While anxiety may be increasing during the pandemic, it is certainly not the only facet of mental health. Many people are experiencing more serious bouts of depression, crisis and stress linked to the pandemic. Deaths of family members and friends from COVID-19 can also have lingering effects on one’s mental health.

For some people, the best way to cope with these mental stressors is to talk to a professional. Therapy is a great resource for those who need to talk through events in their life and seek professional counseling. The NMU Counseling Center offers short term counseling for students at no additional cost and is an available resource weekdays from 8 a.m. to 5 p.m.

However, therapy is not the only option for students looking to improve their mental health.

“Therapy is not for everyone, first of all, but not everything needs therapy,” Kupper said. “Being physically active, eating well, socializing with people that are supportive and caring of you and making sure if you do use alcohol and drugs that you really limit those or not use at all. Those would be my recommendations.”

Hickey has found that physical activity is one solution that works for her to improve her mental health. 

“As hard as it can be, for me getting active is really important,” Hickey said. “It is something I’m still trying to get back into, especially this semester, but going to the PEIF or, when it’s not negative 12 [degrees,] going on a walk outside. When you’re in the depths of anxiety or depression, you feel like those things really don’t help but then you do it and it really does help at least a little bit.”

Another option for students looking to improve their mental health is through Therapy Assistance Online. TAO provides self-help modules on situations such as depression, anxiety, grief, breakups, addiction and more. It is accessible to NMU students and alumni at no additional cost through their NMU account. 

“In my practice I always set up certain courses for students along with therapy and have them work on that outside of the session,” Kupper said. “It’s just another self help process and it’s a really good program.”
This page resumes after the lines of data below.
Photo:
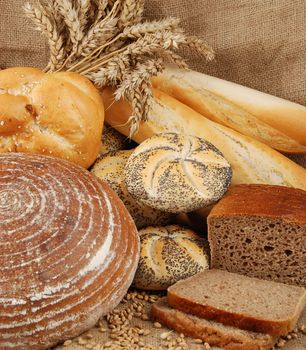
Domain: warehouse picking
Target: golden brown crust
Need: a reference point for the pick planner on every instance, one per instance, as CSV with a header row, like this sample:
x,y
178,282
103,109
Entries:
x,y
280,202
229,318
251,161
272,120
192,326
59,114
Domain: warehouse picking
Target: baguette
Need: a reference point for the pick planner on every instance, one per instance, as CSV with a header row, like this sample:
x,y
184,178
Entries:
x,y
274,121
251,161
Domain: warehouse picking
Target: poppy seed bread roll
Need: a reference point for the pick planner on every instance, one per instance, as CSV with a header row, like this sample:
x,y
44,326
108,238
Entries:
x,y
169,254
110,168
69,250
177,173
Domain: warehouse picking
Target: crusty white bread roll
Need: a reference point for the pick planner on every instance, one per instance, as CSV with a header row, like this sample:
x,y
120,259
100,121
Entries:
x,y
251,160
177,173
58,114
279,123
110,168
69,250
169,254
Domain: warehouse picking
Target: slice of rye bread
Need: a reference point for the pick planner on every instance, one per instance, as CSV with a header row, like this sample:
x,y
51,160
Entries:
x,y
213,333
240,301
260,231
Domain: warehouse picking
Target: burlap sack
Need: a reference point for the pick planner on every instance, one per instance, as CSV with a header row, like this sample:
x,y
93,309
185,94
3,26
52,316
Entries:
x,y
259,43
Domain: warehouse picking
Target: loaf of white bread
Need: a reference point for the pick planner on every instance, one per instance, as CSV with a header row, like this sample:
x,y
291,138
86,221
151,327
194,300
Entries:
x,y
251,160
56,114
69,250
279,123
260,231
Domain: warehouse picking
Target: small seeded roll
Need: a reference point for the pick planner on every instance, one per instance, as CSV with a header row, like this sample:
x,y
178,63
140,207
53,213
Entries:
x,y
110,168
112,140
177,173
169,254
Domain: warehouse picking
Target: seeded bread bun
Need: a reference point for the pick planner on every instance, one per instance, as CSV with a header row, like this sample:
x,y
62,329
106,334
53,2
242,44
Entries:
x,y
69,250
169,254
177,173
110,168
57,114
112,140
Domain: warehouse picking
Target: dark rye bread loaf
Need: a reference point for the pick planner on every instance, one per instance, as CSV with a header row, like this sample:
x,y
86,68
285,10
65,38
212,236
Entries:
x,y
260,231
214,333
240,301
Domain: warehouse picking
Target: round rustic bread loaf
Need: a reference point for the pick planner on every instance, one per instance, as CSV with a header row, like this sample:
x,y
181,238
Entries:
x,y
58,114
169,254
110,168
69,250
177,173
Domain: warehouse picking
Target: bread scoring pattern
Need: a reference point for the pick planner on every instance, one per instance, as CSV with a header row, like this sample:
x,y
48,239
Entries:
x,y
110,168
69,250
169,254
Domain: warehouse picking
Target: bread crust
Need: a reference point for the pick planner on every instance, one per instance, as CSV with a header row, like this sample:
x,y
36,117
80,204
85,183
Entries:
x,y
71,250
251,161
56,114
231,318
188,325
279,202
277,122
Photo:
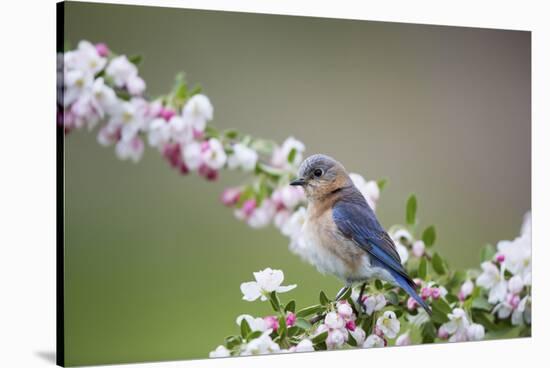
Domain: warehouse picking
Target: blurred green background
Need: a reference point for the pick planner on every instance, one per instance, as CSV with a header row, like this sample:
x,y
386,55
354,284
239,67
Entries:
x,y
153,260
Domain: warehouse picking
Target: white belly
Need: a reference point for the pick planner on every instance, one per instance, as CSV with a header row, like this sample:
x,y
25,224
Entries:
x,y
327,262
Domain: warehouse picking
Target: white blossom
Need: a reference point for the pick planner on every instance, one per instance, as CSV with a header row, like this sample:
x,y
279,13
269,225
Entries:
x,y
242,157
135,85
493,280
198,111
261,345
192,155
220,352
515,284
374,303
304,346
159,132
403,339
374,341
213,155
120,69
475,332
457,326
267,281
334,321
336,338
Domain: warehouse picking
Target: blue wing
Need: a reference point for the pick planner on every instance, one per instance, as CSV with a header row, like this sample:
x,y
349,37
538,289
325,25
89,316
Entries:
x,y
357,222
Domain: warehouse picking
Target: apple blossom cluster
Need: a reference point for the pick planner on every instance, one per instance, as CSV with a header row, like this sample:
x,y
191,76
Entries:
x,y
467,305
98,87
507,277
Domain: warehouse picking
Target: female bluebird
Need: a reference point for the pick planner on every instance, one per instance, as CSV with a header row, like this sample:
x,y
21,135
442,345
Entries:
x,y
342,233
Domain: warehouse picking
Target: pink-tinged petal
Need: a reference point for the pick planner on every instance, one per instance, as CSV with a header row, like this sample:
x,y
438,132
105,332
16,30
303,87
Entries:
x,y
251,291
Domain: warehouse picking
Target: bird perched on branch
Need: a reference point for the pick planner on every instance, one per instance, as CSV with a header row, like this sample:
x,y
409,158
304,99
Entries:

Students who are looking for more in-depth counseling or who require immediate help after hours, can contact the 24 hour Pathways crisis hotline 1 (888) 728-4929 or contact Dial HELP. Dial HELP offers free and confidential crisis counseling via call, text or online chat 24/7. 

“As someone who has also struggled with mental health, I just don’t want anyone else to feel like they’re alone, because mental health struggles can be very isolating and make you feel that way,” Hickey said. “I don’t want anyone else to feel like that.”